Columbia University Professor and New York Times Author, John McWhorter recently discussed another phenomenon of suspects uttering phrases like “I can’t breathe” and “hands, up don’t shoot” in an attempt to further intimidate the actions of law enforcement.

The Fall of Recruiting

I recently watched the terrifying and unsettling documentary, “The Fall of Minneapolis”. While the film purported to be about the facts that were hidden from the public about the George Floyd incident, it’s a breathtaking and shocking account of the damage that cowardly leadership can do not only to one city but across the globe.

With the documentary in mind and my concern about the state of law enforcement recruiting, I spoke to a 25-year law enforcement veteran that recently went back to an agency he had once worked for.

Upon his return, the agency looked nothing like it had before and despite 25 years of service they forced him to go to field training with an officer that had just a few years on the department. That was the beginning of the end for the officer. He resigned after a few months, explaining that it was the arrogance inside the agency that forced him out.

Leadership Matters

Dr. Travis Yates spent 30 years in law enforcement and saw more leadership issues during his tenure then he could share with me in the short time we spoke but what he said about recruiting is an ideology that needs to be shared throughout the profession.

Yates has spent countless hours speaking to law enforcement professionals across the country and he has been very open about the recruiting and retention issue in the profession.

“We don’t have a recruiting crisis…We have a leadership crisis,” he recently posted.

Yates is on solid ground with that statement.

Studies routinely show that support at work is the number one contributor to job satisfaction and what many law enforcement leaders do not want to acknowledge is that while it is true that many agencies are in the middle of a recruiting and retention crisis, many are not.

If the sole cause of the recruiting crisis is the defund and defame police movement or the media or whatever else we are being told by police leaders, then why isn’t it in every agency?

Yates blames leaders for much of the crisis and frankly told me that “if we keep waiting on others to fix our problems, those problems will never get fixed.”

Recruitment Reimagined

While Yates dials down to the issue of leadership, he brought something else up that I had never thought of. Agencies have spent millions in recent years trying to recruit. From bonuses to fancy videos and high-level marketing plans but, for the most part, none of it has worked.
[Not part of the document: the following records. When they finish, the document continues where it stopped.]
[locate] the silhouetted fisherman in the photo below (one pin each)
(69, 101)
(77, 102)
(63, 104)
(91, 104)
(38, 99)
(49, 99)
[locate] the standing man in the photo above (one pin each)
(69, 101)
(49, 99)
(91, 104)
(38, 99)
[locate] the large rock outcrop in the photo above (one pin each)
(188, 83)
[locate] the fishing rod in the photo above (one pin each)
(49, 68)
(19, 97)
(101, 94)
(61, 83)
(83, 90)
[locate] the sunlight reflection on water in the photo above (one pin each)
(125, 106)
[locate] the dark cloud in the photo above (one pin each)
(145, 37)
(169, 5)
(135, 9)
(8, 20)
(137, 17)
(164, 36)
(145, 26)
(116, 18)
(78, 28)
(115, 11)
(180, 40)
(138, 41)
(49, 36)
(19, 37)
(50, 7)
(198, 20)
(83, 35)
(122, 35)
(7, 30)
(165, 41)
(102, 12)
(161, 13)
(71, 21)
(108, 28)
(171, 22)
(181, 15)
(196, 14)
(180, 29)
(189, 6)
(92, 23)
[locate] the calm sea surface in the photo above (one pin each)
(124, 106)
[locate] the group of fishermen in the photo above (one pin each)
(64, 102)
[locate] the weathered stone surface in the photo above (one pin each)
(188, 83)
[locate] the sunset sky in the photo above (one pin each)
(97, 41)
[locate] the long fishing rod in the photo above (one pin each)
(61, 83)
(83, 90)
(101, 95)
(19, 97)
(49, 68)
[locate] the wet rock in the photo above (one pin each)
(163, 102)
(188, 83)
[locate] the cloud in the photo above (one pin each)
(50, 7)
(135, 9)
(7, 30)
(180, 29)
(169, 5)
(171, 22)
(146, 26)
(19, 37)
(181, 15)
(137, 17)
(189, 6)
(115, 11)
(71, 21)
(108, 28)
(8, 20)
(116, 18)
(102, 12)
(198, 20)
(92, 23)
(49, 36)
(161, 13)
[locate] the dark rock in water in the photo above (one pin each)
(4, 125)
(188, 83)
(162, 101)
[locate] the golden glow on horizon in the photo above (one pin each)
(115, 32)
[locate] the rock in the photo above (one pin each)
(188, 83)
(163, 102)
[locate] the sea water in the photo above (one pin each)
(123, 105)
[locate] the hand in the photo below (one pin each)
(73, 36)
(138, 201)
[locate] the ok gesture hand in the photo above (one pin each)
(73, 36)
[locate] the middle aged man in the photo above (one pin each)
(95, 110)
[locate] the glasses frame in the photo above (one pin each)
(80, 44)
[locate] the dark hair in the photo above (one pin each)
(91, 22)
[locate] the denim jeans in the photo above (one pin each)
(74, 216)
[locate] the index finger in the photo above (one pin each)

Calling the situation, a “fork in the road,” Yates says that if law enforcement leaders don’t understand what it takes to recruit, he fears they will simply give up and present their communities with a “new normal” of police staffing.

According to Yates, few agencies have figured out that marketing was never designed for recruiting “but it was designed to make a lot of money and they have done that by taking advantage of a law enforcement clientele that simply didn’t know any better”, according to Yates.
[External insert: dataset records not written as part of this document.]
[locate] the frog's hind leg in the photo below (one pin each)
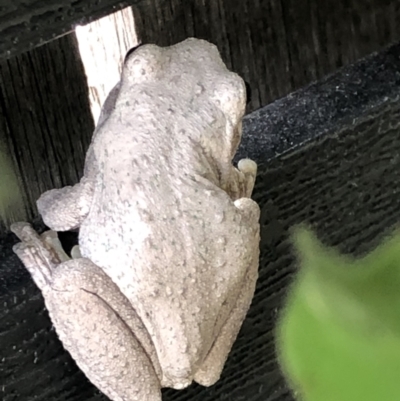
(94, 321)
(241, 180)
(213, 364)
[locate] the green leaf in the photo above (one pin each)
(338, 336)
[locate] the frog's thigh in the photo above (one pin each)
(102, 344)
(249, 170)
(212, 367)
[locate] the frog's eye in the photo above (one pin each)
(248, 92)
(230, 96)
(132, 50)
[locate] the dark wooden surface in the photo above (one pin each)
(278, 46)
(328, 155)
(45, 118)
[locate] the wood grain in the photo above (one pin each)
(338, 170)
(277, 46)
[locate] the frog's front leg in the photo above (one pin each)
(211, 369)
(65, 208)
(241, 181)
(95, 322)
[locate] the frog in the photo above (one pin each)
(168, 254)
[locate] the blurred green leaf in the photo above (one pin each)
(338, 337)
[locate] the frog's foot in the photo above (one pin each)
(249, 170)
(36, 253)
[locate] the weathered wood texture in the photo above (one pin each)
(45, 118)
(277, 46)
(25, 24)
(103, 45)
(328, 155)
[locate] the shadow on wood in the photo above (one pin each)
(328, 155)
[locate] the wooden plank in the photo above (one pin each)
(277, 46)
(327, 155)
(45, 113)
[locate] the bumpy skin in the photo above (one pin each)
(169, 236)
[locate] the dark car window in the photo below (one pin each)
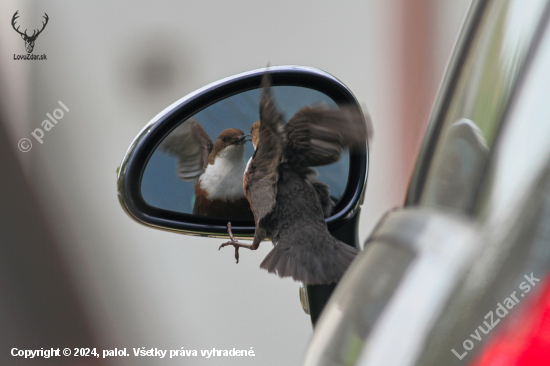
(483, 89)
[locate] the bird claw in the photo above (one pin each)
(235, 244)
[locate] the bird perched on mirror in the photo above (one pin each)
(217, 169)
(278, 183)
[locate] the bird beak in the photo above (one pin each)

Yates called on the recruiting campaign to begin with solid leadership with a mission to serve citizens and reduce crime. Once that is established, Yates says it is time to understand what recruiting actually is and that is “most definitely” not a marketing plan.

According to Yates, he has never met a police officer that entered the agency because of a website, brochure, or video. While those may be helpful elements to have, they will never recruit anyone.
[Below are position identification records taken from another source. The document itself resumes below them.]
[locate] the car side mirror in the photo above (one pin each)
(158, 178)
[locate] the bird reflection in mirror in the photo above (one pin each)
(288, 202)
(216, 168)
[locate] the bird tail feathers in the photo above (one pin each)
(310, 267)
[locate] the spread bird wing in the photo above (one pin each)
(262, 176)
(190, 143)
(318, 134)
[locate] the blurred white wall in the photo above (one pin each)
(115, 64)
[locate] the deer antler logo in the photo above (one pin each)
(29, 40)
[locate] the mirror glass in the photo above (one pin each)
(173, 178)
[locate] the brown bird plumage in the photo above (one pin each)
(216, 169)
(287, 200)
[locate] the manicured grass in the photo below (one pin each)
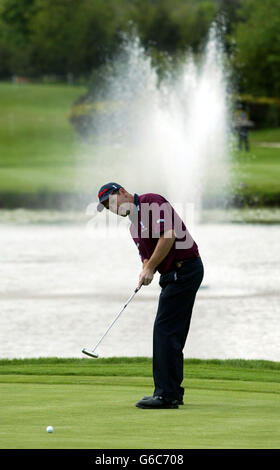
(38, 145)
(91, 404)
Yates told me about SAFEGUARD Recruiting and touted their efforts in finding hundreds of candidates for agencies that had previously placed hundreds of thousands of dollars in marketing efforts with no avail.

The difference, according to Yates, is SAFEGUARD knows the profession like no one else in the industry and their primary focus is recruiting.

But as Yates said, it takes leaders to understand the issue and make the right decision to correct it.

That begins and ends with LEADERSHIP!